Why is panache no longer heard in everyday conversation? Swagger is not a welcome synonym, although it may be the closest substitute in current use. I lament the loss of the word, because that indicates that the display of panache is gone. There are two notable exceptions: Panache is depicted on television by a fictional character – Neil Caffrey of White Collar - and an internationally known chef – Jamie Oliver.
Panache is from the French word that meant a helmet feather. Henry IV of France rallied his troops, calling them to follow the feather he wore in his helmet. Panache, then, implies reckless courage and a larger-than-life sense of style. Swagger in casual conversation is used to mark style, but does not encompass courage, reducing the word to the superficial.
The character played by Matt Bomer on White Collar is the embodiment of panache, from his fedora to his insatiable appetite for adrenaline. Bomer admits that he has adopted Caffrey’s style sense. However he has never claimed Caffrey’s reckless courage as his own. [Bomer's personal courage is not in question, let me stress.] That leaves Jamie Oliver to be the contemporary champion of panache.
At least one of you is shouting, “No, not true!” You are correct, if only Oliver’s sartorial style is taken into account. Jamie still dresses like a college student. Consider his 30 minute meal series: reckless courage and larger-than-life culinary style.

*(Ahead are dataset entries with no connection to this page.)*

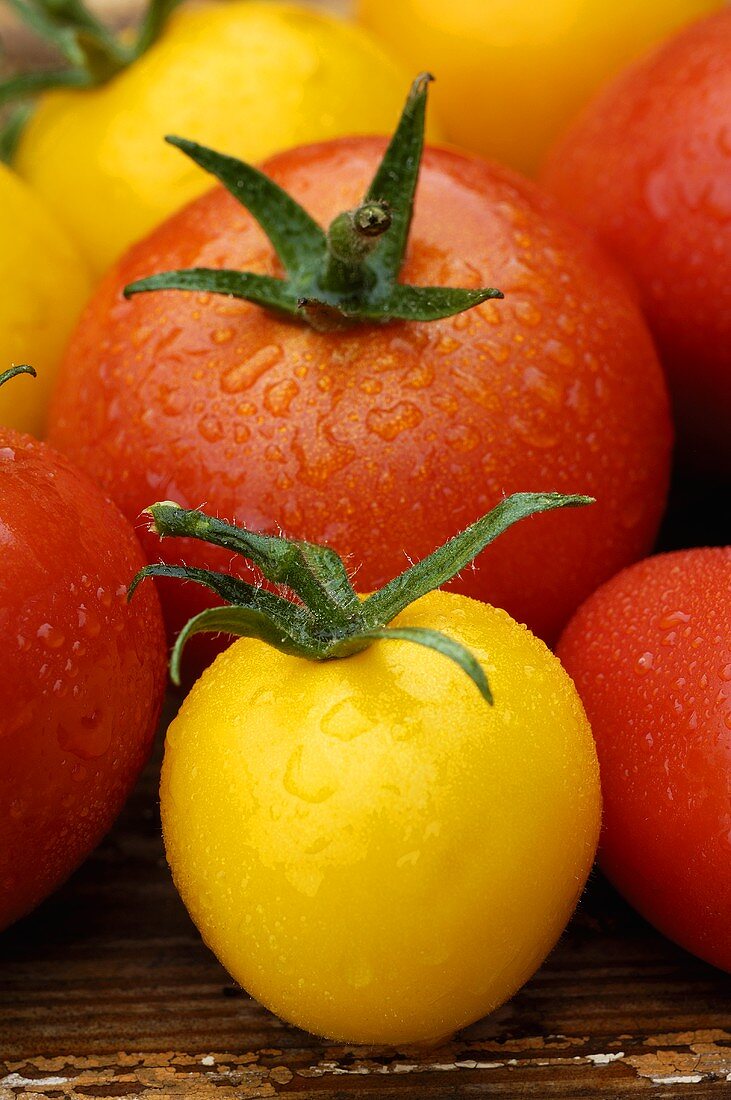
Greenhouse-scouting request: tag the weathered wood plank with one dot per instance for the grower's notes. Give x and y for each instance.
(112, 964)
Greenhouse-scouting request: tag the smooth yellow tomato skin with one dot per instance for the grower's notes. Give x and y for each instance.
(372, 850)
(512, 73)
(45, 284)
(247, 78)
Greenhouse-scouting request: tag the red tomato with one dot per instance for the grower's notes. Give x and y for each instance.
(384, 439)
(651, 656)
(648, 168)
(82, 673)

“Wait,” you say. Been there, done that, with Rachel Ray. Again, you are correct. Rachel is our friend in the kitchen; the one who knows more than we do and is willing to share the knowledge. She delivers accessible, comfort food that won’t scare the pickiest five-year-old. Jamie, on the other hand, challenges us to step out of our kitchen comfort food zone. He demonstrates – with panache – how to deliver a 30 minute meal good enough to be served to your mother-in-law on her birthday – and he demands that we do so on Wednesday’s after hockey practice or Tuesday after ballet – when there is no one to impress. Jamie wants us to display reckless courage and larger-than-life sense of style in the kitchen whereas Rachel asks us to settle for a quirky burger and sweet potato fries.
For a double dose of panache, try one of Jamie’s 30 minute meals and follow it with a viewing of White Collar’s pilot episode. Oh yeah, don’t forget the glass of wine – not the plonk – but the bottle you saved for a special occasion.